Tissue engineering is considered a therapy of the future, making it possible to clinically overcome the many limitations of current autologous graft therapies (notably, the limited quantity of tissue available and risk associated with several surgical sites on a single patient). The combination of biomaterials, cells and molecules of interest may allow great advances at the clinical level by stimulating the integration of grafts through vascularization and mineralization. The close relationship between blood vessels and bone cells has been demonstrated in studies on skeletal malformation, such as craniofacial dysmorphology.

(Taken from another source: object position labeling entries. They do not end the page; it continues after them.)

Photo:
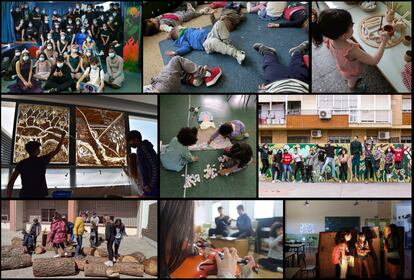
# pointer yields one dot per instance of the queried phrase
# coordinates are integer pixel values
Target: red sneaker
(213, 78)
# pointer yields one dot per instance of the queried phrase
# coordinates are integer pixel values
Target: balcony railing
(278, 117)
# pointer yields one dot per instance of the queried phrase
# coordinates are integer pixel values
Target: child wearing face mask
(42, 67)
(95, 76)
(115, 67)
(60, 78)
(343, 165)
(25, 83)
(337, 26)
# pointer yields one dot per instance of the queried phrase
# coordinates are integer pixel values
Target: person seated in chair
(244, 224)
(222, 224)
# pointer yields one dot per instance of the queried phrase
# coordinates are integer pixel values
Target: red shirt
(287, 158)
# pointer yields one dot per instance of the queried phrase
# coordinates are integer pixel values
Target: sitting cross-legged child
(180, 69)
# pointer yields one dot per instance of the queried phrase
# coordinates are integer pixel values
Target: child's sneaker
(215, 74)
(261, 48)
(303, 47)
(194, 82)
(240, 56)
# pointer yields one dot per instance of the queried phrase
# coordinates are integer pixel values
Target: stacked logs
(15, 257)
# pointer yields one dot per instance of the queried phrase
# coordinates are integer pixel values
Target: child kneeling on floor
(337, 26)
(238, 157)
(216, 40)
(180, 69)
(176, 155)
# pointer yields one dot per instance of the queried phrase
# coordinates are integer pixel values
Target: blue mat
(245, 77)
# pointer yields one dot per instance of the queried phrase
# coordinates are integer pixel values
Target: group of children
(376, 161)
(69, 53)
(291, 78)
(177, 155)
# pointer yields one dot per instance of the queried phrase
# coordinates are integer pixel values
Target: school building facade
(139, 217)
(338, 118)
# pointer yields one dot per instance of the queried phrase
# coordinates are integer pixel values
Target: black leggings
(271, 264)
(265, 167)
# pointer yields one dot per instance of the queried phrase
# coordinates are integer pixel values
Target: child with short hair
(234, 130)
(176, 155)
(337, 26)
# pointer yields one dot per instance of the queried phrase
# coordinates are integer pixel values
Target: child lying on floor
(216, 40)
(180, 69)
(234, 130)
(337, 26)
(281, 78)
(176, 154)
(239, 156)
(167, 21)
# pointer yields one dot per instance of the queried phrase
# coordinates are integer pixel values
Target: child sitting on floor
(180, 69)
(167, 21)
(234, 130)
(239, 156)
(337, 26)
(216, 40)
(176, 155)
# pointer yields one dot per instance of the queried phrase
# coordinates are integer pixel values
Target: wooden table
(392, 63)
(242, 245)
(291, 272)
(290, 258)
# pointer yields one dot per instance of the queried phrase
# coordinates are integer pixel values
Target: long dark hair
(176, 233)
(331, 23)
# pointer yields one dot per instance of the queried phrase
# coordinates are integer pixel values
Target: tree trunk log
(17, 241)
(39, 250)
(7, 251)
(132, 269)
(151, 266)
(16, 262)
(93, 259)
(100, 270)
(47, 267)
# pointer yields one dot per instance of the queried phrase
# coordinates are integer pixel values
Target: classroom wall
(314, 214)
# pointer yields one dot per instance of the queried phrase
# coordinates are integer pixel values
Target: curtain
(7, 30)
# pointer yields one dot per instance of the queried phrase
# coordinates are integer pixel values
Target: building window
(298, 139)
(406, 105)
(47, 215)
(340, 139)
(265, 139)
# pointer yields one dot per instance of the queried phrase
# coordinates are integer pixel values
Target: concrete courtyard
(129, 244)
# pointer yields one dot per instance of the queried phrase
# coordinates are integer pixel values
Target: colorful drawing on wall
(402, 175)
(42, 123)
(132, 27)
(100, 137)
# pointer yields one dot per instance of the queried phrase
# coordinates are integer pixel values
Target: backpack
(336, 254)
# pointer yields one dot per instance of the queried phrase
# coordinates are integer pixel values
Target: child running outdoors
(337, 26)
(216, 40)
(176, 155)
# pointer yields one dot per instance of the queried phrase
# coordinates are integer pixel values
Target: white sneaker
(240, 56)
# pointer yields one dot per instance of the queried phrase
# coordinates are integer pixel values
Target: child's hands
(170, 53)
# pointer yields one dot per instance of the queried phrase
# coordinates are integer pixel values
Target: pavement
(322, 190)
(129, 244)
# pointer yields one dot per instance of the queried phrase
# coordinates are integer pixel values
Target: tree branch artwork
(42, 123)
(100, 137)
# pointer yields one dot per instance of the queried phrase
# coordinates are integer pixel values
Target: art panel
(100, 137)
(42, 123)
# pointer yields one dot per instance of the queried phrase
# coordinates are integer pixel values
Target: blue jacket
(192, 38)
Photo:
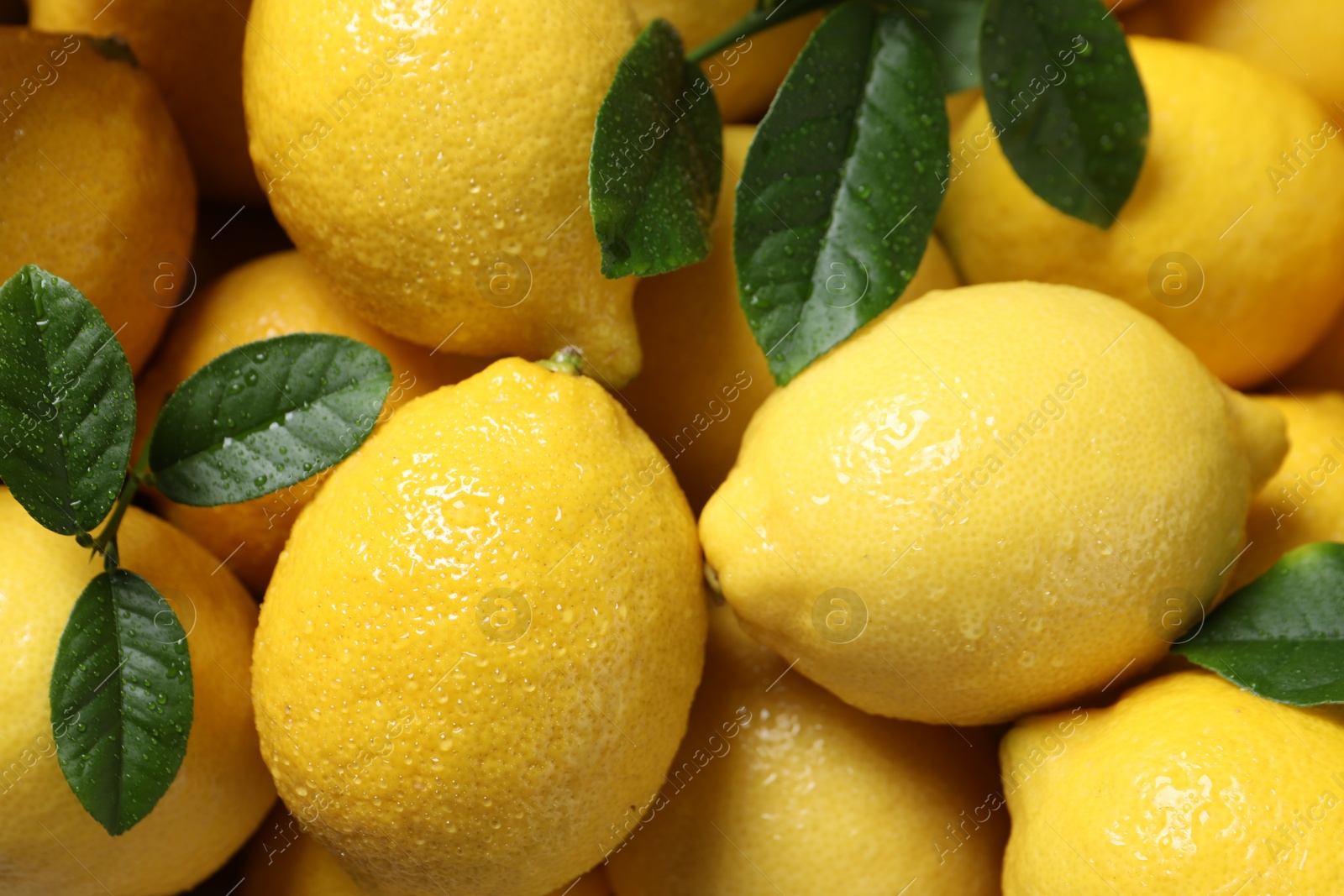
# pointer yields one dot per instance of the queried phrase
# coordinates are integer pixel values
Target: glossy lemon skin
(268, 297)
(284, 862)
(94, 181)
(49, 844)
(1296, 39)
(1003, 483)
(781, 788)
(194, 53)
(433, 164)
(705, 375)
(1187, 785)
(515, 555)
(1304, 501)
(1229, 238)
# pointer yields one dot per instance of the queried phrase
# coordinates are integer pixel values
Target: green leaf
(656, 164)
(1066, 101)
(266, 416)
(842, 186)
(768, 13)
(121, 699)
(1283, 636)
(952, 29)
(67, 403)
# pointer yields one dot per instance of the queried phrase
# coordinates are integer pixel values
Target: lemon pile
(600, 609)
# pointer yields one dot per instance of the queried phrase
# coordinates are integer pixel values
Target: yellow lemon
(284, 862)
(1323, 367)
(980, 504)
(1296, 39)
(1230, 238)
(49, 844)
(1304, 503)
(1151, 19)
(194, 53)
(433, 164)
(269, 297)
(703, 372)
(780, 788)
(94, 183)
(1187, 785)
(481, 642)
(748, 74)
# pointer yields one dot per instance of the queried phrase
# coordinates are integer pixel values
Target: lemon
(94, 183)
(780, 788)
(748, 74)
(194, 53)
(1189, 785)
(284, 862)
(1304, 503)
(262, 298)
(1151, 20)
(1296, 39)
(1229, 238)
(703, 372)
(433, 164)
(49, 844)
(979, 506)
(481, 642)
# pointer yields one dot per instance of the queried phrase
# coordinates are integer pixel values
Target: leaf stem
(107, 540)
(764, 16)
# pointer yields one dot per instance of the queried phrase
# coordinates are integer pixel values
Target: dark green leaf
(952, 29)
(1066, 101)
(842, 186)
(768, 13)
(656, 161)
(1283, 636)
(266, 416)
(114, 47)
(121, 699)
(67, 403)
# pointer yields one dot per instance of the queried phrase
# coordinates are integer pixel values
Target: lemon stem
(568, 360)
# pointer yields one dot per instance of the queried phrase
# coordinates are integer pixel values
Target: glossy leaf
(266, 416)
(656, 160)
(768, 13)
(1283, 636)
(842, 186)
(67, 403)
(121, 699)
(1066, 101)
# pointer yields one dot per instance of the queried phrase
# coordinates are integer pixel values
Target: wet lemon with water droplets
(1187, 785)
(269, 297)
(49, 844)
(781, 788)
(286, 862)
(480, 645)
(981, 504)
(94, 181)
(1230, 237)
(433, 163)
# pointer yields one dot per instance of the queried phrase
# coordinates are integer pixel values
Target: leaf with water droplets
(1283, 636)
(1066, 102)
(121, 699)
(266, 416)
(842, 186)
(656, 170)
(67, 406)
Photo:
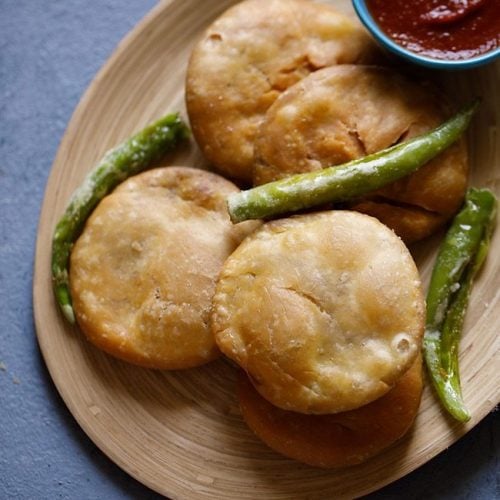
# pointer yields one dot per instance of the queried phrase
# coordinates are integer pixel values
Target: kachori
(248, 57)
(346, 112)
(324, 311)
(143, 272)
(335, 440)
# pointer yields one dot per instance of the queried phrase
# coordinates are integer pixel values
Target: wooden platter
(180, 433)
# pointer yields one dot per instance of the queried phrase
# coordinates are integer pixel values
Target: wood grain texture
(180, 433)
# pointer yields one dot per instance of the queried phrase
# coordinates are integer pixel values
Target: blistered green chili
(129, 158)
(460, 256)
(343, 182)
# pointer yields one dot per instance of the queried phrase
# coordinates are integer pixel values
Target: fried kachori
(143, 272)
(248, 57)
(324, 311)
(346, 112)
(335, 440)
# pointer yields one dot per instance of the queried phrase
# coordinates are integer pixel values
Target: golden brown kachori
(337, 440)
(324, 311)
(143, 271)
(346, 112)
(248, 57)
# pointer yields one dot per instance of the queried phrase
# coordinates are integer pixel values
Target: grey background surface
(49, 52)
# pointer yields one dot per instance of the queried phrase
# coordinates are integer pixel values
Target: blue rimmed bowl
(392, 46)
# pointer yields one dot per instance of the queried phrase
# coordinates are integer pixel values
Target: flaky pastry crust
(341, 439)
(346, 112)
(143, 271)
(248, 57)
(323, 311)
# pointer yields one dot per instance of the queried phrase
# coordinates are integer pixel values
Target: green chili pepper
(129, 158)
(352, 179)
(460, 256)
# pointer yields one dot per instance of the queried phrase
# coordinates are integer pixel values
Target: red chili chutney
(450, 30)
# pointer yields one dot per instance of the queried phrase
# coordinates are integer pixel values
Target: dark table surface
(49, 52)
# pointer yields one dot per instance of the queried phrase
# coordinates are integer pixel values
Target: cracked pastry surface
(143, 272)
(248, 57)
(323, 311)
(335, 440)
(346, 112)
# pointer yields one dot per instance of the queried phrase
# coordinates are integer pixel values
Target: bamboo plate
(180, 433)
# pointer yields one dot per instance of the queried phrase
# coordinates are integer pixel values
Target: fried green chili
(352, 179)
(129, 158)
(460, 256)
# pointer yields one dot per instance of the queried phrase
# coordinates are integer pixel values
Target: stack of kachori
(325, 314)
(324, 311)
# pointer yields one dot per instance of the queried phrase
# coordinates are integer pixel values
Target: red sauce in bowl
(449, 30)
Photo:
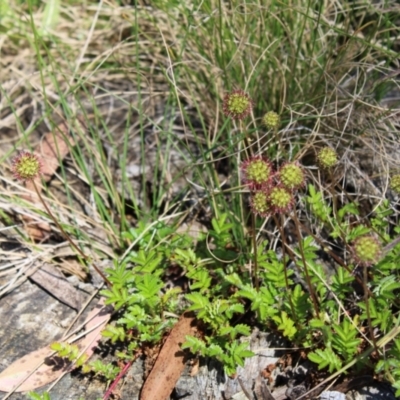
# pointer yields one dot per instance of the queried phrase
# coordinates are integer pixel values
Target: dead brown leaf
(41, 367)
(170, 362)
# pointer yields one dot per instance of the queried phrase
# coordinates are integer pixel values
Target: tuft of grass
(142, 91)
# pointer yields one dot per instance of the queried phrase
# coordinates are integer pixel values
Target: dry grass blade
(42, 366)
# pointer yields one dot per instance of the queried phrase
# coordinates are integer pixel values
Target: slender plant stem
(299, 238)
(255, 269)
(67, 237)
(279, 224)
(367, 310)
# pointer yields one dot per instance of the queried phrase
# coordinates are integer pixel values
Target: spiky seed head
(271, 120)
(260, 204)
(258, 172)
(237, 104)
(327, 157)
(281, 199)
(366, 250)
(26, 166)
(395, 183)
(292, 176)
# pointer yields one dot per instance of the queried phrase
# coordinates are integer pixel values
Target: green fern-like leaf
(286, 325)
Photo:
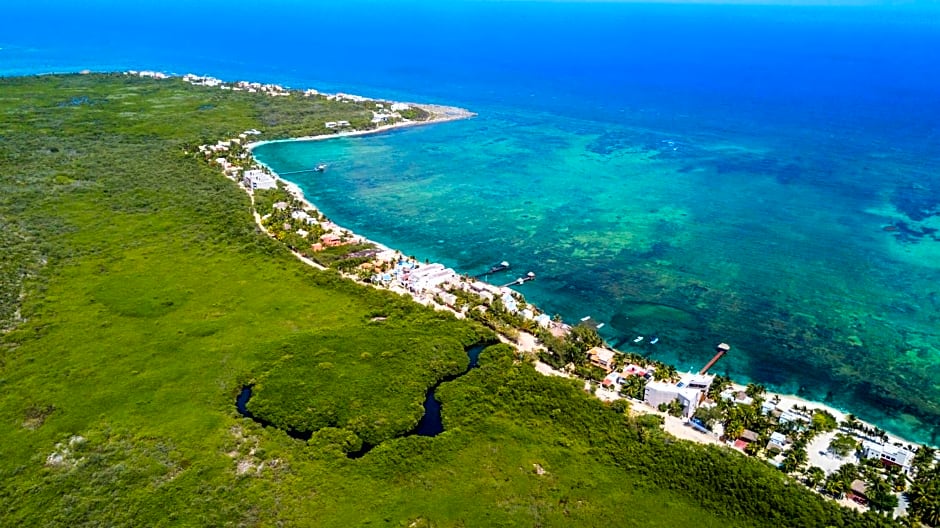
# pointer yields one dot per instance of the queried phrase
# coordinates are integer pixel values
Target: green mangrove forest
(138, 298)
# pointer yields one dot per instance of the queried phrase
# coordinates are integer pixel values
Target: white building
(602, 357)
(256, 179)
(690, 391)
(889, 454)
(431, 276)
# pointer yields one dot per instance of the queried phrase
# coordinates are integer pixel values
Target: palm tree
(814, 477)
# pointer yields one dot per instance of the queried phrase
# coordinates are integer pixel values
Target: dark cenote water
(430, 424)
(761, 175)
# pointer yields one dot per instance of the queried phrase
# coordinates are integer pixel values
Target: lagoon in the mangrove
(816, 258)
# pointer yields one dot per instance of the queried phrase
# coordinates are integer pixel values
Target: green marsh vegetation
(141, 298)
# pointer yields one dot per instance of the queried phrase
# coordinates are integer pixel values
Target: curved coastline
(527, 342)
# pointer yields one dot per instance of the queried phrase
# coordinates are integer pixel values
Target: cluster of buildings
(384, 113)
(888, 454)
(149, 74)
(220, 153)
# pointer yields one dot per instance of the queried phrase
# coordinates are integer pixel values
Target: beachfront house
(612, 380)
(889, 454)
(662, 392)
(256, 179)
(858, 492)
(690, 391)
(634, 370)
(777, 442)
(509, 302)
(431, 276)
(303, 216)
(330, 240)
(601, 357)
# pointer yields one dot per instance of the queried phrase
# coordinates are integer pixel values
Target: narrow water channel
(431, 423)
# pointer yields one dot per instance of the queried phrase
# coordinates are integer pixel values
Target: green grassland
(140, 298)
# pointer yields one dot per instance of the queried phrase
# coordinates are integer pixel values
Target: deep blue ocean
(758, 174)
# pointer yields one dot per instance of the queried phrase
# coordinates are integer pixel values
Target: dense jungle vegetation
(138, 298)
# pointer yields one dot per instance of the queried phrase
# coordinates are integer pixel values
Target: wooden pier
(521, 280)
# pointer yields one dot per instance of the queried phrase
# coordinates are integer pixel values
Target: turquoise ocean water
(766, 176)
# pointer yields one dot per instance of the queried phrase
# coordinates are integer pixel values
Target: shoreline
(530, 344)
(439, 114)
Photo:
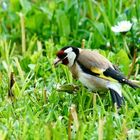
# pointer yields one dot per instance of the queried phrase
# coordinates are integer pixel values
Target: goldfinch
(94, 71)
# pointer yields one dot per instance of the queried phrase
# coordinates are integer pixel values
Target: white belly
(93, 82)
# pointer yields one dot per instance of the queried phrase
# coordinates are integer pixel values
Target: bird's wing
(95, 64)
(93, 59)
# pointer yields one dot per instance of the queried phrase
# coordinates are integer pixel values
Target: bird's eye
(61, 54)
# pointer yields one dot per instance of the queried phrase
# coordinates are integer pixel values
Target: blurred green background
(31, 32)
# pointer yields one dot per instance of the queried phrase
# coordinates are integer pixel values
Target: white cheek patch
(71, 57)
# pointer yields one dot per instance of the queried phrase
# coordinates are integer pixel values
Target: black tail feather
(116, 98)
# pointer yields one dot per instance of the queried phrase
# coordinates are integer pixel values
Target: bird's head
(67, 56)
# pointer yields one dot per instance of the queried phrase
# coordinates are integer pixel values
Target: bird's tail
(116, 98)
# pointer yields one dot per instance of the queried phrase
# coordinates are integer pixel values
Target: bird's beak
(57, 61)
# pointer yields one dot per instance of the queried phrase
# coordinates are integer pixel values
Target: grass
(35, 108)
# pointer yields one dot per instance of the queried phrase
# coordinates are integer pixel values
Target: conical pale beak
(57, 61)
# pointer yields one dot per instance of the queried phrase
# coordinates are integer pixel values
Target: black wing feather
(115, 74)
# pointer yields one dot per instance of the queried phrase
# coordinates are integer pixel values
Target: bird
(94, 71)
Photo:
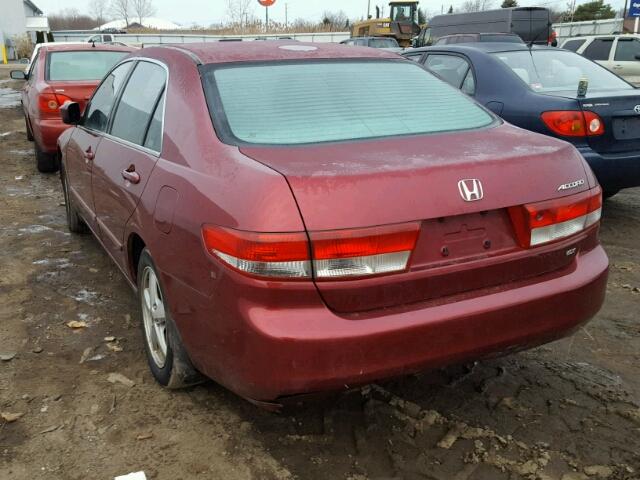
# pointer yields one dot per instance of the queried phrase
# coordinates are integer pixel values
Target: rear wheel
(46, 162)
(74, 222)
(168, 360)
(28, 129)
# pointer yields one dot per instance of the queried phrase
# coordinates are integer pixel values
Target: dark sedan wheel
(74, 222)
(46, 162)
(168, 360)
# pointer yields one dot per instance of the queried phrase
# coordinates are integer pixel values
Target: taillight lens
(544, 222)
(51, 102)
(331, 254)
(262, 254)
(361, 252)
(573, 123)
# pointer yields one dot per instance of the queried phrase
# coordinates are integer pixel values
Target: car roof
(486, 47)
(53, 47)
(603, 35)
(226, 52)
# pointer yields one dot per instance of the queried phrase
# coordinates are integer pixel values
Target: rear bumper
(46, 132)
(614, 171)
(308, 348)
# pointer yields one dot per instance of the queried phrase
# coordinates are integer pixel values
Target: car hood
(392, 180)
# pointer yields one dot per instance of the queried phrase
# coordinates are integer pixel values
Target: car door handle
(131, 175)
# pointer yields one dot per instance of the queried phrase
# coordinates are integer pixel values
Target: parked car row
(60, 73)
(618, 53)
(289, 226)
(538, 89)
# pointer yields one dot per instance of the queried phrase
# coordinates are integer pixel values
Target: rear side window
(138, 102)
(99, 110)
(84, 65)
(308, 102)
(627, 50)
(573, 45)
(153, 139)
(599, 49)
(450, 68)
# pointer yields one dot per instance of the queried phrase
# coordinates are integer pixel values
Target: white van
(618, 53)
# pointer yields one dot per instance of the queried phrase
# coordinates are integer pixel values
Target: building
(17, 18)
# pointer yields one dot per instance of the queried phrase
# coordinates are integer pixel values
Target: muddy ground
(568, 411)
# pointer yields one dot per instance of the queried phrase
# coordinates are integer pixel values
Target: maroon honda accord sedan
(298, 218)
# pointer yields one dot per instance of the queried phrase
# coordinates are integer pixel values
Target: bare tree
(142, 9)
(475, 5)
(121, 9)
(239, 11)
(98, 9)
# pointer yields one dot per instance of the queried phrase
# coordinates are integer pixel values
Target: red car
(59, 74)
(292, 225)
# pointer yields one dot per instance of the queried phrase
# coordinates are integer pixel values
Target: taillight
(261, 254)
(573, 123)
(51, 102)
(365, 251)
(543, 222)
(330, 254)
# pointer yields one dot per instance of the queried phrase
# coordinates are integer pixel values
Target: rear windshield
(309, 102)
(81, 65)
(383, 43)
(549, 71)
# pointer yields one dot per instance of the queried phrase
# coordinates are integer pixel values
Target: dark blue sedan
(537, 89)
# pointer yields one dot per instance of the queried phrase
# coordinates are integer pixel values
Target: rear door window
(99, 111)
(80, 65)
(451, 68)
(573, 45)
(138, 102)
(599, 49)
(627, 50)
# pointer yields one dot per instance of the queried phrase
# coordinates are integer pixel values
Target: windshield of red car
(80, 65)
(549, 71)
(310, 102)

FGF-2, by virtue of its proliferative, pro-angiogenic and pro-osteogenic properties, is one of the molecules studied in this line of research. This growth factor is a ubiquitous molecule present from the embryonic stage and throughout life and is involved in the formation of the ECM. It plays an important role in the homeostasis, repair and metabolism of bone tissue by regulating the proliferation and differentiation of osteoblasts, accelerating the healing of fractures and the repair of skeletal defects.
The effects of FGF-2 differ depending on the type and stage of cell differentiation. Some results appear to be contradictory but can be explained by differences in dose, mode of administration and lengths of exposure, as well as by the models used in in vitro or in vivo studies, each of which has certain biases.
It appears that high dose and/or long-term treatment inhibit bone regeneration. This could be explained by a positive effect on proliferation, which remains essential at the beginning, but must be temporary, and therefore regulated to allow subsequent osteogenic differentiation. Thus, low dose and/or short-term treatment may provide the best conditions for bone regeneration. There is a need to further explore the positive or negative effects on bone regeneration for other parameters, such as the type of culture medium used and any supplements added to boost the osteogenic effect (ascorbic acid, dexamethasone, β-GP, etc.). The way in which FGF-2 is delivered should also be considered, since it may affect bone repair, potentially leading to unwanted side effects. Moreover, the delivery mode seems to have a non-negligible impact on the stability of this cytokine, and therefore, must be carefully planned and tested before clinical use. Identifying the ideal dose and how to deliver it over a given time within a specific repair time frame remain the key challenges in this type of tissue-engineered therapy.